Came across these slides.
Greenwald_ReunionPresentationApril08
One of them is on Jae Jun’s site. Not sure whether you have came across it. The reunion presentation slides contained some workings which I think is Greenwald’s? (Downloaded it off Columbia’s site)
I believe they could shed some light on how Prof. Greenwald measures business returns. (You audited his classes before, maybe you would know better)
Some questions that I have:
From EPV slide:
- Slide 35& 42: I don’t quite really understand the steps. For slide 42, I think this might be the workings for slide 35. Don’t quite really understand them either. How did he get cash and the growth rate. And what is option.
- Slide 36: Why does he use 2 methods to calculate the expected return for each respective market?

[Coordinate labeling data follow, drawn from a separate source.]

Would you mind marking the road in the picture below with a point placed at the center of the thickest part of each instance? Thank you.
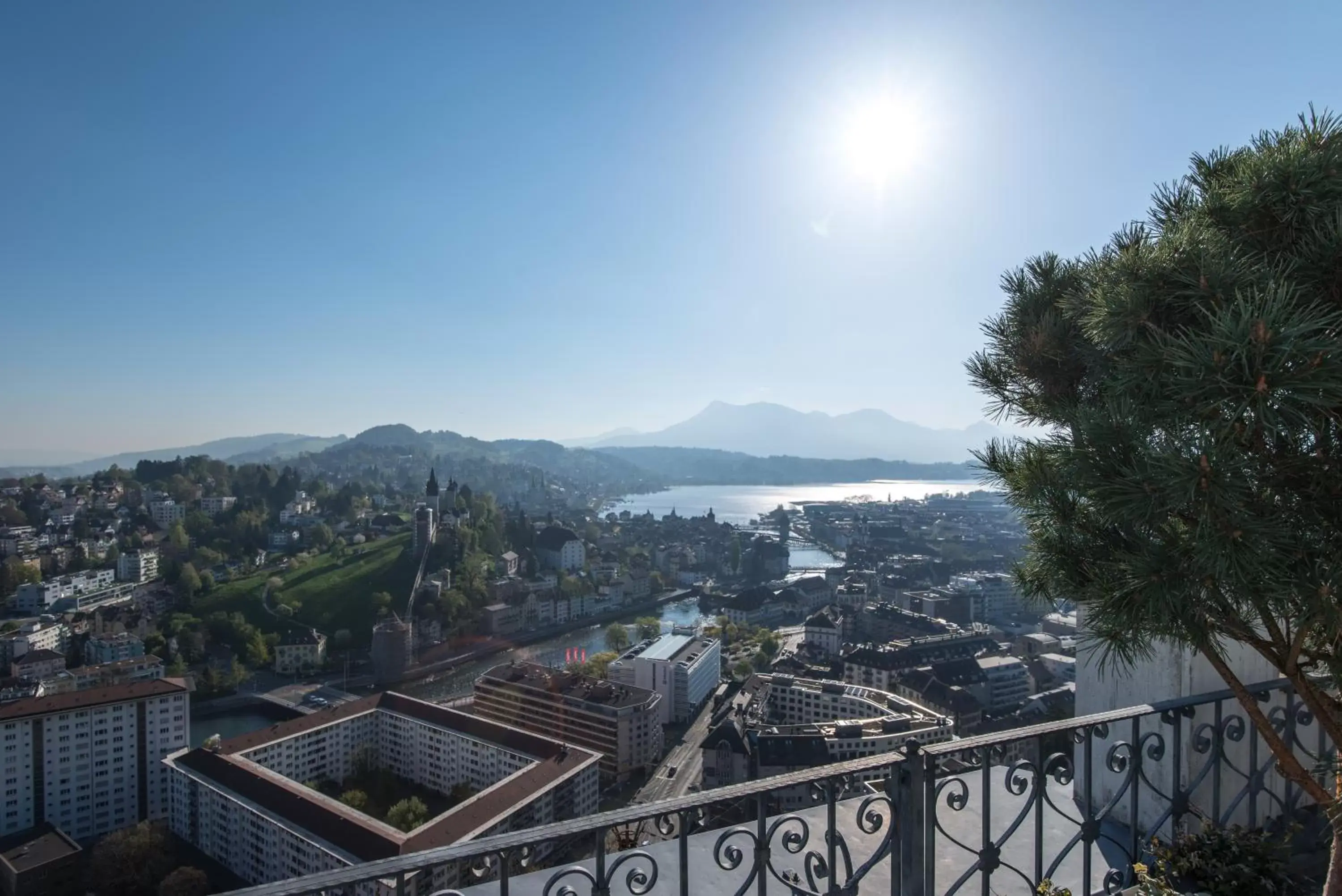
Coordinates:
(688, 760)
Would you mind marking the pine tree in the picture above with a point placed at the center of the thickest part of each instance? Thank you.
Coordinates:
(1189, 379)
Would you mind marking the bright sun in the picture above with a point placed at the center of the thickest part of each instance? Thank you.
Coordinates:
(882, 139)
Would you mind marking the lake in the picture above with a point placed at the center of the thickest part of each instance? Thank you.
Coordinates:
(740, 505)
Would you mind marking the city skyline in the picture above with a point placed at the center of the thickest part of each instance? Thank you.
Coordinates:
(544, 223)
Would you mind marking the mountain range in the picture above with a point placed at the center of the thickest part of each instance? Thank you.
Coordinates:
(767, 430)
(237, 450)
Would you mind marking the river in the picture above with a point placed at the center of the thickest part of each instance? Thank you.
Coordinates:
(741, 505)
(553, 651)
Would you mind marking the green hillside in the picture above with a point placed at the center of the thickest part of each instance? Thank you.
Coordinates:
(331, 593)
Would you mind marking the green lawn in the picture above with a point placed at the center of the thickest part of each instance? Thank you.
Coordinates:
(335, 593)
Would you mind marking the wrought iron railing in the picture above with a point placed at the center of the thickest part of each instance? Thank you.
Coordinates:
(1077, 801)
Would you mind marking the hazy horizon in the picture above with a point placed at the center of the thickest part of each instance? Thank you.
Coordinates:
(532, 220)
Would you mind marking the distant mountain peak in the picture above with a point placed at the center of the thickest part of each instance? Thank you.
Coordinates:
(765, 428)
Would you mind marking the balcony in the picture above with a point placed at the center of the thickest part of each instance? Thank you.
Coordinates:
(1077, 801)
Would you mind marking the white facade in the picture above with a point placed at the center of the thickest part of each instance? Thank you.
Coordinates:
(90, 757)
(1175, 674)
(137, 566)
(34, 636)
(685, 670)
(218, 505)
(265, 840)
(1059, 666)
(166, 513)
(38, 597)
(1008, 680)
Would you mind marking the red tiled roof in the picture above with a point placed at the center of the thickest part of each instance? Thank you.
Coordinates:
(355, 832)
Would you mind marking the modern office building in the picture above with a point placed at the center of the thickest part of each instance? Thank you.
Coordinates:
(110, 648)
(781, 725)
(92, 761)
(684, 668)
(620, 722)
(245, 804)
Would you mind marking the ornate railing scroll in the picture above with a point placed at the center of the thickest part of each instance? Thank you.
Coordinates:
(1079, 801)
(1075, 800)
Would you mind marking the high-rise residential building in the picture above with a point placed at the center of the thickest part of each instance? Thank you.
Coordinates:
(684, 668)
(620, 722)
(92, 761)
(243, 803)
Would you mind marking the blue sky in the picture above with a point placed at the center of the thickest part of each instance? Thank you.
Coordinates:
(551, 220)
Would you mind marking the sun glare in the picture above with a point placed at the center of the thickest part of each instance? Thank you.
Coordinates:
(882, 139)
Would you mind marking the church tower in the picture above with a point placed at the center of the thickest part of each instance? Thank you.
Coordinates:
(431, 493)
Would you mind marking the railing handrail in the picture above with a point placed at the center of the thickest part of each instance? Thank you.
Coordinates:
(390, 868)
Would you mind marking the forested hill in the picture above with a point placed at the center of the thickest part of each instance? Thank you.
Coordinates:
(712, 467)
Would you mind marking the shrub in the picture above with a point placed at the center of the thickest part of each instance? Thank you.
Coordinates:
(1226, 862)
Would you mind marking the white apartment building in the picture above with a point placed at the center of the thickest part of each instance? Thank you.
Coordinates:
(559, 548)
(39, 635)
(137, 566)
(618, 721)
(300, 650)
(38, 597)
(166, 513)
(218, 505)
(684, 668)
(92, 761)
(243, 803)
(1000, 596)
(1008, 680)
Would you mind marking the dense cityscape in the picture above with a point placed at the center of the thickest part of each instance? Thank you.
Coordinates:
(670, 450)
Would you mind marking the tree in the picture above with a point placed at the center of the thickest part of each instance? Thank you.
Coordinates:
(14, 573)
(600, 663)
(179, 538)
(407, 815)
(649, 627)
(255, 650)
(616, 636)
(129, 862)
(320, 536)
(184, 882)
(188, 581)
(1189, 379)
(355, 800)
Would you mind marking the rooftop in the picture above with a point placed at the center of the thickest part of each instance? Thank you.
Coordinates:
(37, 847)
(573, 686)
(92, 697)
(667, 647)
(363, 836)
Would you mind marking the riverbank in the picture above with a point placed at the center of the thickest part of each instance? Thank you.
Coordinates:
(498, 646)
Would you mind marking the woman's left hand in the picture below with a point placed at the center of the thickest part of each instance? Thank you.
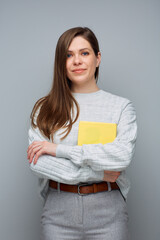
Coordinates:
(38, 148)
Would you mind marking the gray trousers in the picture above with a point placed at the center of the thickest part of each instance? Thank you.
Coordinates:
(69, 216)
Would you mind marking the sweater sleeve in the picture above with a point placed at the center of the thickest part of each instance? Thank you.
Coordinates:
(60, 169)
(115, 156)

From the reunion presentation slides: It is largely similar to the EPV slides except the last few slides that are handwritten. For Gannett, I can’t decipher the workings without any context. No idea how to get distribution, organic growth or reinvestment. Needless to say, clueless for the Walmart and Amex returns as well.
I think a more quantitative approach to calculate the expected rate of return would be more useful in determining intrinsic value and Greenwald presents us his way of doing it.
How I would value a company is for instance, Company W earns $50million for FY 2012. By determining the expected return (X), we can take 50/X to determine the value of the business. Reading the way how Buffett valued Mid Continent Tab, he seems to approach valuation this way. But of course, he has a deep understanding of the industry such that he is able to project an accurate return.
Not sure if you or your readers could help out.
My reply: Ok, CSInvesting readers are the smartest in the world, so I will let them have first crack at your questions before I chime in. …I will be back later to answer.